A few months ago, I went to a lecture on tunnelling technologies, given by Professor Robert Mair FREng FRS, and specifically on what is known as compensation grouting. Meant to write up about it at the time, but it was not the sort of talk that was easy to write about, as the core of the talk needed the slides to illustrate what was being talked about.
However, the Royal Society – who hosted the talk – put podcasts of their lectures on their website, and today I finally got round to reviewing the details (mainly as the podcast page only works in Microsoft browsers!).
Today, I am going to focus only one aspect of the talk, which was also one of the more famous instances of compensation grouting, and that is the Jubilee line work around the Clock Tower, more famously known as Big Ben. Timely, as the Clock Tower is 150 years old this week.
As a Jubilee Line tunnel was tunnelled by the tunnel boring machines (TBM), despite the best efforts of the workers, there is always a slight gap between the tunnel wall and the soil outside, leading to some subsidence at ground level. The gap is only a few millimetres, but when amplified around the entire tunnel diameter, that actually adds up to quite a bit of missing soil, and can cause significant problems. Before work starts on any tunnel now, ground surveys and measurements are taken to calculate the subsidence risks and effects on buildings.
In some areas, where the tunnels are likely to cause significant problems, compensation grouting is used.
This is basically steel pipes that are drilled into the ground above where the tunnel is due to be dug – before it arrives – that pump in a slurry type concrete mixture into the ground to “compensate” for the missing soil below.
For the Jubilee line, this was complicated by the architecture of the location and the fairly shallow foundations of the infamous clock tower. The big risk, which was gleefully latched onto by the news media was that the tower would start to lean sideways towards the tunnel work and may even start to develop cracks or damage. As the TBM worked its way through Westminster, electronic monitors on the tower checked how far it was starting to topple, and then pumped grouting into the soil to basically push the tower back upright again.
The compensation grouting was only carried out at night – as the hole in the ground where they worked was right in the middle of the road, so covered during the day to allow road traffic.

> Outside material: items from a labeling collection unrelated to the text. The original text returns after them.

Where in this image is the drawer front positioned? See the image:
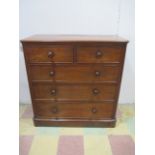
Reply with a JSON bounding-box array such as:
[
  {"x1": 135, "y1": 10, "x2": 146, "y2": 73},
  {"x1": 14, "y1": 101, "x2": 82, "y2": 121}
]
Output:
[
  {"x1": 32, "y1": 83, "x2": 117, "y2": 101},
  {"x1": 24, "y1": 46, "x2": 73, "y2": 63},
  {"x1": 77, "y1": 46, "x2": 124, "y2": 63},
  {"x1": 29, "y1": 65, "x2": 120, "y2": 82},
  {"x1": 34, "y1": 102, "x2": 114, "y2": 119}
]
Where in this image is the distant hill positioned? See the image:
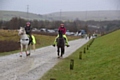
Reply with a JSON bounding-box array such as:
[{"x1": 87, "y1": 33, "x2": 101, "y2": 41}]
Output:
[{"x1": 0, "y1": 10, "x2": 120, "y2": 21}]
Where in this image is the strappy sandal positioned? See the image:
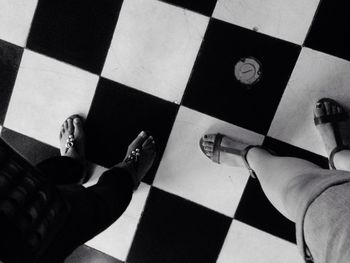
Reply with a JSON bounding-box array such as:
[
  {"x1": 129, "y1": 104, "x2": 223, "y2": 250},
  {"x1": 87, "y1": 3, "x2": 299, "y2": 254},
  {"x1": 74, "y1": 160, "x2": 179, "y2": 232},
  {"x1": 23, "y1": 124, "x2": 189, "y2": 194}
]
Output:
[
  {"x1": 64, "y1": 114, "x2": 83, "y2": 153},
  {"x1": 199, "y1": 133, "x2": 274, "y2": 178},
  {"x1": 314, "y1": 98, "x2": 350, "y2": 170},
  {"x1": 124, "y1": 147, "x2": 142, "y2": 191}
]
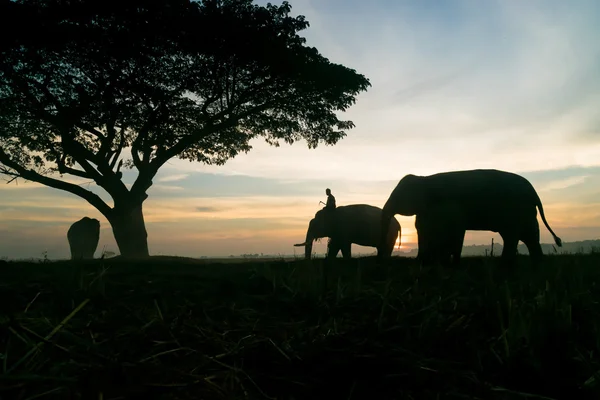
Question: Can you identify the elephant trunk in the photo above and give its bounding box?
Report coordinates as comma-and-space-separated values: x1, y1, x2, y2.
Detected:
378, 203, 394, 253
304, 238, 313, 260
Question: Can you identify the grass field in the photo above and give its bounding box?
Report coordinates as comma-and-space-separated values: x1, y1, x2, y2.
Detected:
0, 254, 600, 400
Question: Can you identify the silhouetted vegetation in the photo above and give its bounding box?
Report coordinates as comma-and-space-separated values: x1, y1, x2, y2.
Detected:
0, 254, 600, 399
0, 0, 370, 257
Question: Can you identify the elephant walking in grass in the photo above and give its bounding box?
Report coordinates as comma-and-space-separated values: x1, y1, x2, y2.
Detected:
67, 217, 100, 260
294, 204, 401, 259
415, 203, 466, 266
380, 169, 562, 265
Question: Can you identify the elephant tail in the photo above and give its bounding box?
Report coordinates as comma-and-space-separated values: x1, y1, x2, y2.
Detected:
536, 193, 562, 247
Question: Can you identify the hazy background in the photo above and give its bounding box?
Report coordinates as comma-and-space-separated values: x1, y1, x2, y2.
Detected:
0, 0, 600, 258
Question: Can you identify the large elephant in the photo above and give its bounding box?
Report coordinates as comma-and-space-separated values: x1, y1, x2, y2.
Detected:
415, 203, 466, 265
67, 217, 100, 260
294, 204, 401, 259
380, 169, 562, 263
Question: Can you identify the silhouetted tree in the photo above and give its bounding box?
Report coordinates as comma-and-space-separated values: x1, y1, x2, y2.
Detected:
0, 0, 370, 257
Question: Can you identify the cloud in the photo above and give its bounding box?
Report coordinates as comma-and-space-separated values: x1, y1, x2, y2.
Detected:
539, 176, 588, 191
0, 0, 600, 256
157, 174, 189, 182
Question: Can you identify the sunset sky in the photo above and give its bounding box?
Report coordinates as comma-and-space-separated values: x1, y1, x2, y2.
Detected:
0, 0, 600, 259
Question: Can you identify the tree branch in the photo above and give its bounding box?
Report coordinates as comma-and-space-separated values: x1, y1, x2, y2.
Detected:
0, 149, 112, 219
150, 101, 277, 176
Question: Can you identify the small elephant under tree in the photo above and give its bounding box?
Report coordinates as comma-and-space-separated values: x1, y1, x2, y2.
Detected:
415, 203, 466, 266
294, 204, 401, 259
380, 169, 562, 264
67, 217, 100, 260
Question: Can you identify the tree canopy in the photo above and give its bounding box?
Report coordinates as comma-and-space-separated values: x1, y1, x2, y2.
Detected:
0, 0, 370, 255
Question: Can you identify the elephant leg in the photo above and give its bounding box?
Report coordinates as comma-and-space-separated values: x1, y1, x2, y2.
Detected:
327, 239, 340, 259
520, 218, 544, 266
341, 243, 352, 260
450, 229, 466, 267
499, 231, 519, 265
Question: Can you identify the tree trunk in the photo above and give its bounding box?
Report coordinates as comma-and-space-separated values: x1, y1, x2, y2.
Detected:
109, 204, 150, 258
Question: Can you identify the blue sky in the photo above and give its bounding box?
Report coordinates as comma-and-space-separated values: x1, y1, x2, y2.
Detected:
0, 0, 600, 258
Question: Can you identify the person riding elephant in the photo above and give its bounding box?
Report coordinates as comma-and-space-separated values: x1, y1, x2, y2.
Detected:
294, 204, 401, 259
380, 169, 562, 265
325, 188, 335, 210
67, 217, 100, 260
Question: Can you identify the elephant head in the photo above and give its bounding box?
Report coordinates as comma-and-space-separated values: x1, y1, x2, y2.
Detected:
294, 210, 335, 259
380, 174, 430, 255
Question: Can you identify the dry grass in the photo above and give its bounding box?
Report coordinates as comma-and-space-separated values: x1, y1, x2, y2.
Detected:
0, 254, 600, 400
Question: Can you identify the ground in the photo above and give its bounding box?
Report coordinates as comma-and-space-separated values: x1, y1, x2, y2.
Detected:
0, 254, 600, 400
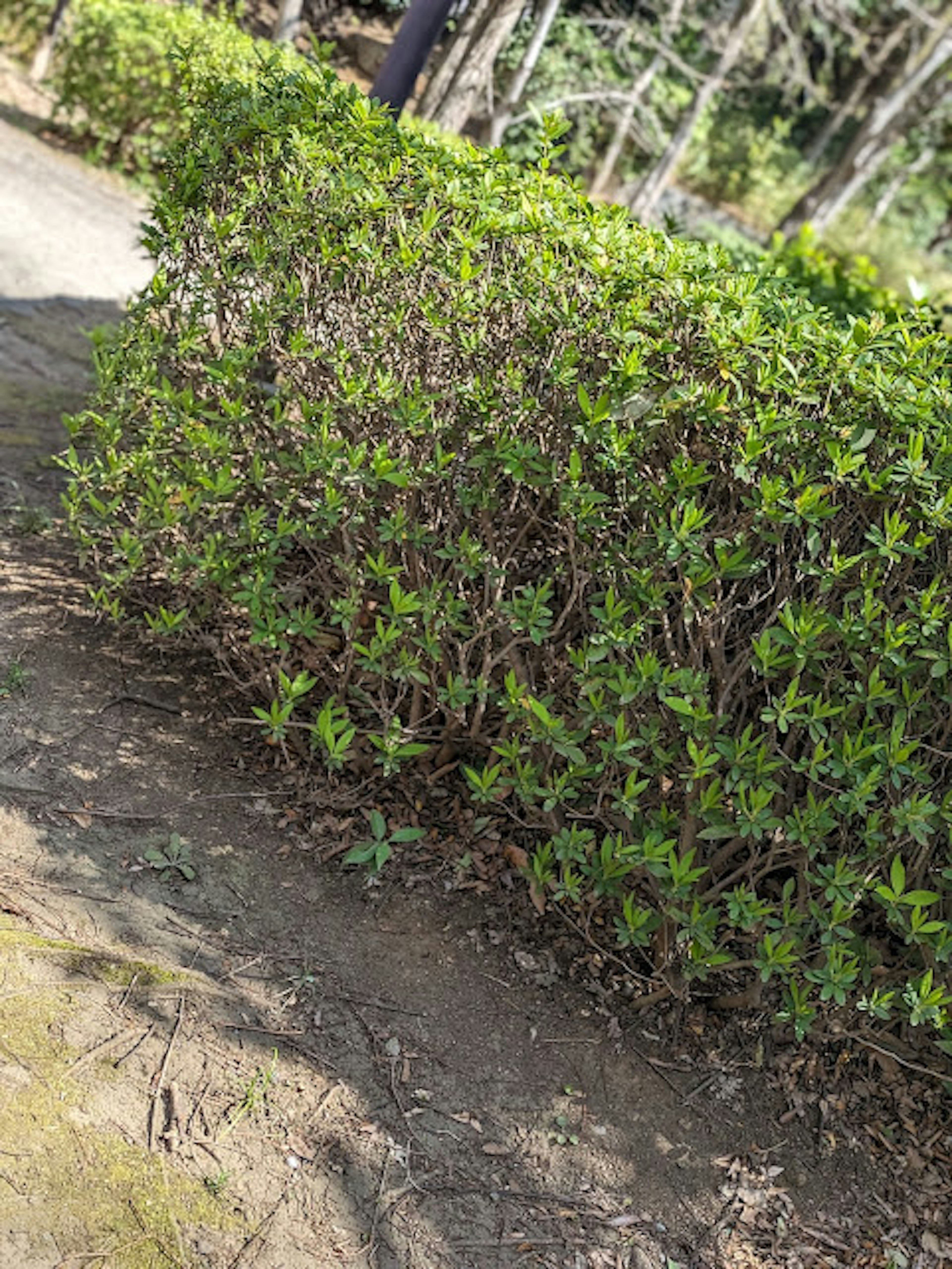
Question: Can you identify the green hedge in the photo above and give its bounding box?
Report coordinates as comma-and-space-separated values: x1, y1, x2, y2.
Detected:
65, 65, 952, 1042
50, 0, 299, 176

The pipes drilled reaching under the ground were on average 60 meters in length. The black circles show where the grouting was inserted – and on average about 150 litres of cement grout was pumped in at each point.

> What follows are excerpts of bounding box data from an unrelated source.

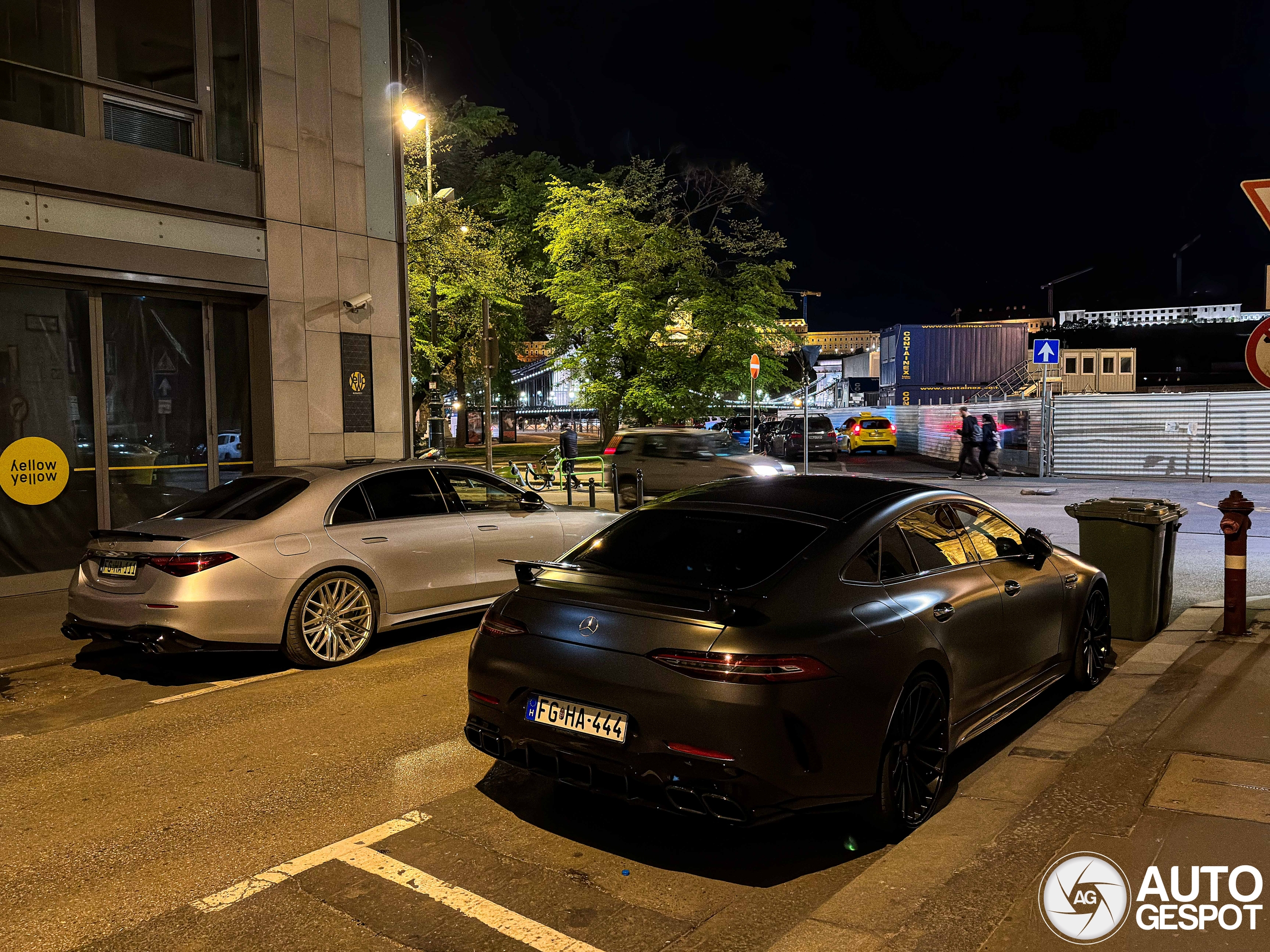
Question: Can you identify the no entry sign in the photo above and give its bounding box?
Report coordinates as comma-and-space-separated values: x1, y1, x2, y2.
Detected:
1243, 317, 1270, 390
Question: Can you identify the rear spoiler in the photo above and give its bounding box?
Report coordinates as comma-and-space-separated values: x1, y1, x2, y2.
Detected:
89, 530, 189, 542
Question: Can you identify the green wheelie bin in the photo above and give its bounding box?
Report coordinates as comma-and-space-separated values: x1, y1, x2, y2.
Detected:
1064, 498, 1186, 641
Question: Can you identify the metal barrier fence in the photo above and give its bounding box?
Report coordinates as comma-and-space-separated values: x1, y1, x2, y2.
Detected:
1054, 391, 1270, 480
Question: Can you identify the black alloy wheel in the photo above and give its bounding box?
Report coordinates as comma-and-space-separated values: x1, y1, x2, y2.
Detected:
878, 674, 949, 830
1072, 589, 1111, 691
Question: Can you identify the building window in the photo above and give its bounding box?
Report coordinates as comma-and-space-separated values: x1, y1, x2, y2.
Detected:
102, 97, 194, 155
0, 284, 97, 576
95, 0, 197, 99
211, 0, 252, 169
102, 295, 207, 526
212, 303, 255, 485
0, 0, 84, 136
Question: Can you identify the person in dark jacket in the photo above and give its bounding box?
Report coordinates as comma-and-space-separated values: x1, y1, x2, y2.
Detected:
952, 406, 988, 480
979, 414, 1001, 476
560, 422, 581, 489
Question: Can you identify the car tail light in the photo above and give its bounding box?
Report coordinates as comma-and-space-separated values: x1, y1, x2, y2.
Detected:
147, 552, 238, 579
476, 605, 530, 639
649, 650, 833, 684
667, 744, 737, 760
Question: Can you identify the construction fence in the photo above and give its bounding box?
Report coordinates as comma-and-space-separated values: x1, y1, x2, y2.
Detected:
871, 391, 1270, 481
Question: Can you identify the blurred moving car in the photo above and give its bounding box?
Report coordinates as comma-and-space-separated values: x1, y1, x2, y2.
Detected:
62, 462, 617, 668
767, 414, 838, 460
605, 428, 794, 509
838, 413, 896, 453
463, 476, 1115, 830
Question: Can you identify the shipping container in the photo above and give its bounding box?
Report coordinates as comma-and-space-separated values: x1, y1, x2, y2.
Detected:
879, 322, 1030, 391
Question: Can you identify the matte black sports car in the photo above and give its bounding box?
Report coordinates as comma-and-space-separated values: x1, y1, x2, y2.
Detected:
465, 476, 1114, 828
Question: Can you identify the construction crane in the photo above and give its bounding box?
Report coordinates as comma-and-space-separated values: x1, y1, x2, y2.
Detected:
1040, 264, 1093, 317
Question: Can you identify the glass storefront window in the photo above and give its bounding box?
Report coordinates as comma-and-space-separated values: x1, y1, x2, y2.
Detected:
0, 284, 97, 576
0, 0, 84, 136
102, 295, 207, 527
95, 0, 195, 99
212, 304, 255, 485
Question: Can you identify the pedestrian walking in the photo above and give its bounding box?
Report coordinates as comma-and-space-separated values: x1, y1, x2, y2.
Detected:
560, 422, 581, 489
979, 414, 1001, 476
952, 406, 988, 480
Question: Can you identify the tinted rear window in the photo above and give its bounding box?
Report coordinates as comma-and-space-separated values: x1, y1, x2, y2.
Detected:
164, 476, 309, 519
569, 509, 822, 589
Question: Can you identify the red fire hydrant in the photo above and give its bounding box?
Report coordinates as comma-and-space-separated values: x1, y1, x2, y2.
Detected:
1216, 489, 1252, 635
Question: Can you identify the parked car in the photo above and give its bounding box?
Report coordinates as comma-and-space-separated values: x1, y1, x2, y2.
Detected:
838, 413, 896, 453
62, 462, 617, 668
767, 414, 838, 460
605, 428, 794, 509
465, 475, 1114, 829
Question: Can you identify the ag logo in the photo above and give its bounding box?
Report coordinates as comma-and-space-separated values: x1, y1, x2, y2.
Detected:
0, 437, 71, 505
1038, 853, 1129, 946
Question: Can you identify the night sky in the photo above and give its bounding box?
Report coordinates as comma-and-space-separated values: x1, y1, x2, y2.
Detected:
401, 0, 1270, 330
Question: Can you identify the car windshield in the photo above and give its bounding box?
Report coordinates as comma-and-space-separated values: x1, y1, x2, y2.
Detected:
565, 509, 822, 589
160, 476, 309, 519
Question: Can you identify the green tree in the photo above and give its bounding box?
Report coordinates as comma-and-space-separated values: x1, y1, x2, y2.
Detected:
406, 200, 530, 446
536, 160, 792, 435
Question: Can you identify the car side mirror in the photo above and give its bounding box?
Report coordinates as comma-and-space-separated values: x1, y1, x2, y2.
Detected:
996, 536, 1026, 558
1023, 530, 1054, 565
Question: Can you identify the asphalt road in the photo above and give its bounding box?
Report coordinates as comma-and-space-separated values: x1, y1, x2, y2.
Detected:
0, 619, 1092, 952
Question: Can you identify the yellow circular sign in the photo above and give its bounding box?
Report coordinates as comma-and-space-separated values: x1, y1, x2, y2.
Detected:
0, 437, 71, 505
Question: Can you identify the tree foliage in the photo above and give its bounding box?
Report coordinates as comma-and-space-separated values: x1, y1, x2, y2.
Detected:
536, 159, 792, 433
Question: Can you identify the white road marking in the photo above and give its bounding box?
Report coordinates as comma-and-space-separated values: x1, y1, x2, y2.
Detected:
190, 810, 432, 913
339, 847, 601, 952
150, 668, 301, 705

The following slide shows the movement of the tower. They knew the tower could withstand about 15mm of movement, measured at the height of the clock face, before action was needed – and you can see here how the tower started tilting, then a period where the compensation grouting was applied and after tunnelling, the period where the tower more slowly (and safely) settled.
Incidentally, the tower was already leaning before the tunnelling work started – by about 22cm to the North-West, which is said to be just noticeable to the eye.
Without compensation grouting, it is expected that the tower would have tilted by some 10cm at the top – which would have been obviously unacceptable.
—
The sides are taken from the podcast on the Royal Society, where you can watch the entire lecture. Note, the slides won’t display in either Firefox or Chrome web browsers – so I had to use MSie to watch see them.
I’ll later do a write up about the work at Kings Cross as some aspects of that sound quite interesting, but needs more research work to be carried out.
Incidentally, if you want to climb up the Clock Tower, visits are fairly easy to arrange – a review of the details here.
any idea which authorities were required to give their consent for the tunnel to pass below the monument?
we have a number of heritage structures on our alignment in delhi and the national monumets authority are querying the regulations regarding proximity of building near heritage structures in the uk.
thanks
s lowry
The company who did the last tunnelling under big ben are needed to pay up for this cock up.what you all say.